Hierarchical Forecasts for Portfolio-Level Risk: Bottom-Up vs Top-Down
Introduction
Portfolio managers forecast returns and risk for many assets. Should they forecast individual stocks then aggregate (bottom-up), or forecast portfolio-level metrics directly (top-down)? This hierarchical forecasting problem has profound implications for accuracy.
Bottom-Up Forecasting
Bottom-up forecasts 100 individual assets, then aggregates. This approach leverages individual asset signals and allows position-level control. Advantages include rich signal diversity, interpretable position-level forecasts, and flexible rebalancing. Disadvantages include error accumulation and requirement for more data.
Top-Down Forecasting
Top-down directly forecasts portfolio return from market returns, sentiment, and macro factors. This avoids individual asset forecasts, reducing model complexity and data requirements. Advantages include simpler models and fewer hyperparameters. Disadvantages include lack of position-level detail and inability to exploit relative-value signals.
Reconciliation Methods
Optimal combination forecast both bottom-up and top-down, then blends using weights that minimize variance. Optimal reconciliation typically assigns 40-60% weight to bottom-up forecasts. The blended forecast often outperforms either pure approach by 5-15%.
Hierarchical Constraints
Enforce coherence: reconciled forecasts must satisfy hierarchy structure. Methods like ordinary least squares reconciliation project forecasts onto the hierarchy constraint manifold, ensuring portfolio forecast equals sum of component forecasts.

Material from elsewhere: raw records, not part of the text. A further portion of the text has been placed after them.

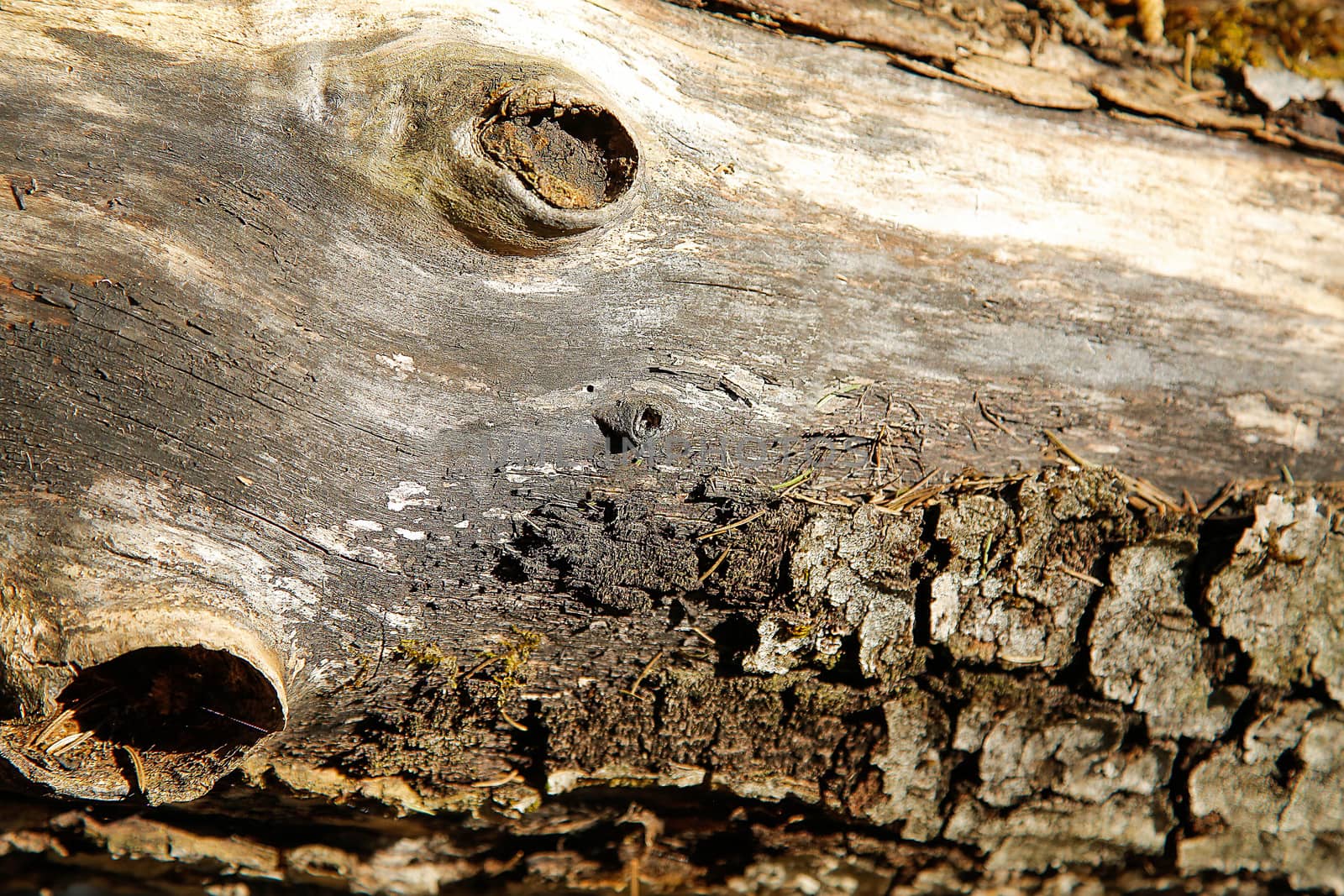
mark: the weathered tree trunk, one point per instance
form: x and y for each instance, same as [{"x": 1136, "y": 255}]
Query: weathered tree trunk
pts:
[{"x": 598, "y": 445}]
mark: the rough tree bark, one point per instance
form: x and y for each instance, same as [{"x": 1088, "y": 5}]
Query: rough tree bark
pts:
[{"x": 598, "y": 445}]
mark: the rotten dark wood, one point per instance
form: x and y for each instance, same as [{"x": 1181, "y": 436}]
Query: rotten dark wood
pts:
[{"x": 689, "y": 535}]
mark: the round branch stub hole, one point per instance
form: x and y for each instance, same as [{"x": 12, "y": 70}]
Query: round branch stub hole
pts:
[
  {"x": 174, "y": 700},
  {"x": 570, "y": 155}
]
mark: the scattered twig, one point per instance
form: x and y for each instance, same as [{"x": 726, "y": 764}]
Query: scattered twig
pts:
[
  {"x": 1220, "y": 500},
  {"x": 69, "y": 743},
  {"x": 635, "y": 688},
  {"x": 712, "y": 567},
  {"x": 732, "y": 526},
  {"x": 499, "y": 782},
  {"x": 1081, "y": 577},
  {"x": 511, "y": 720},
  {"x": 60, "y": 719}
]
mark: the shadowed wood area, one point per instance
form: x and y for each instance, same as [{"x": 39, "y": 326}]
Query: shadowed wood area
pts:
[{"x": 622, "y": 446}]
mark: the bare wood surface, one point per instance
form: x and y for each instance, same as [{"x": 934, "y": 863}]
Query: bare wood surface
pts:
[{"x": 627, "y": 543}]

Empirical Results on 50-Stock Portfolio
Testing on a market-cap weighted 50-stock portfolio with 20-day forecasts shows bottom-up RMSE of 2.1%, top-down RMSE of 1.8%, optimal combination RMSE of 1.5%, and reconciled forecasts RMSE of 1.6%. Optimal combination outperforms both pure methods.
Practical Implementation
Use hierarchical reconciliation when portfolio constraints are critical. Use optimal combination blending when some incoherence is tolerable. For most production systems, a balanced approach with robustness constraints works well.